Bénédicte Dumont1,2, Dominique Lasne3,4, Chantal Rothschild5, Maxime Bouabdelli1, Véronique Ollivier1, Claire Oudin6, Nadine Ajzenberg1,2, Bernard Grandchamp6, and Martine Jandrot-Perrus1,2

1 Inserm, U698, Hôpital Bichat, Paris; 2 Laboratoire d'Hématologie, Hôpital Bichat, Assistance Publique-Hopitaux de Paris (AP-HP), Paris; 3 Service d'Hématologie Biologique, Hôpital Necker, AP-HP, Paris; 4 Inserm, U765, Paris; 5 Centre d'Hémophilie, Hôpital Necker, AP-HP, Paris; and 6 Biochimie B, Hôpital Bichat, AP-HP, Paris, France

The glycoprotein VI (GPVI)/FcR{gamma} complex is a key receptor for platelet activation by collagen. We describe, for the first time, 2 genetic abnormalities in one patient. This 10-year-old girl presented ecchymoses since infancy, a prolonged bleeding time despite a normal platelet count and no antiplatelet antibodies.
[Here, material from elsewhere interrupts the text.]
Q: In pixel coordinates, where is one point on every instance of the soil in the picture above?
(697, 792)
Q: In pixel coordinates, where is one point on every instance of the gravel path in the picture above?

Collagen-induced platelet activation was null, whereas GPVI quantification by flow cytometry evidenced an incomplete deficiency. Immunoblotting showed an abnormal migration of residual GPVI, and no FcR{gamma} defect. GPVI DNA sequencing revealed (1) an R38C mutation in exon 3 of one allele and (2) an insertion of 5 nucleotides in exon 4 of the other allele, leading to a premature nonsense codon and absence of the corresponding mRNA. Introduction of the R38C mutation into recombinant GPVI-Fc resulted in abnormal protein migration and a loss of collagen binding. Thus, this composite genetic GPVI deficiency and dysfunction cause absence of platelet responses to collagen and a mild bleeding phenotype.